Last week, the Drug Enforcement Administration (DEA) issued a Federal Notice advising of its intent to issue new regulations for its marijuana growers program for scientific and medical research.

The Controlled Substances Act (CSA) prohibits the cultivation and distribution of marijuana except by persons who are registered under the CSA to do so for lawful purposes. Currently, the DEA allows cannabis — consisting of the marijuana plant, with greater than 0.3 percent THC content — to be grown for research purposes at only one location: The University of Mississippi. This past June, the Scottsdale Research Institute (SRI) challenged this federally imposed limitation in the D.C. Circuit Court on the basis that the limitation to one bulk growing facility is arbitrary and capricious, particularly given espoused shortages and quality issues with product developed at that facility for medical research purposes.
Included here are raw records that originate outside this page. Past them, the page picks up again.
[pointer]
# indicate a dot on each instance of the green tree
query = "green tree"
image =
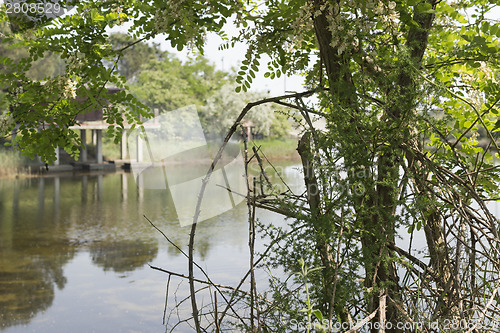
(134, 55)
(169, 84)
(403, 85)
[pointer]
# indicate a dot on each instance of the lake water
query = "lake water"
(75, 249)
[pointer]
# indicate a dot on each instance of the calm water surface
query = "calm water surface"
(74, 253)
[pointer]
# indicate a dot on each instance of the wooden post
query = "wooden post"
(139, 148)
(57, 161)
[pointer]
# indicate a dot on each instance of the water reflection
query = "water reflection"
(66, 242)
Responding to this concern, the DEA advised of its intent to expand the number of approved bulk manufacturers:

By registering these additional growers in accordance with the criteria of section 823(a), DEA anticipates that additional strains of marihuana will be produced and made available to researchers. This should facilitate research, advance scientific understanding about the effects of marihuana, and potentially aid in the development of safe and effective drug products that may be approved for marketing by the Food and Drug Administration.

The DEA is currently in receipt of 33 applications for registration as bulk manufacturers, some of which the DEA requests be withdrawn in light of the Agriculture Improvement Act of 2018, Public Law 115-334, which excluded hemp from the definition of marijuana under the Controlled Substances Act. The new regulations are intended to govern persons seeking to become registered with DEA to grow marijuana as bulk manufacturers, consistent with applicable law.

This move sends a strong signal of expanding federal interest and oversight of the burgeoning cannabis industry. Frustration is mounting as federal administrative agencies, including the Food and Drug Administration, cite the lack of peer-reviewed studies as a reason to prevent, for example, CBD containing products, from being marketed and sold. Indeed, in a recent alert we advised of FDA’s issuance of warning letters to CBD manufacturers for unapproved and unsubstantiated health claims. Approval of additional sources for cannabis research should help eliminate this barrier and enable continued expansion of the industry.

DISCLAIMER: Because of the generality of this update, the information provided herein may not be applicable in all situations and should not be acted upon without specific legal advice based on particular situations.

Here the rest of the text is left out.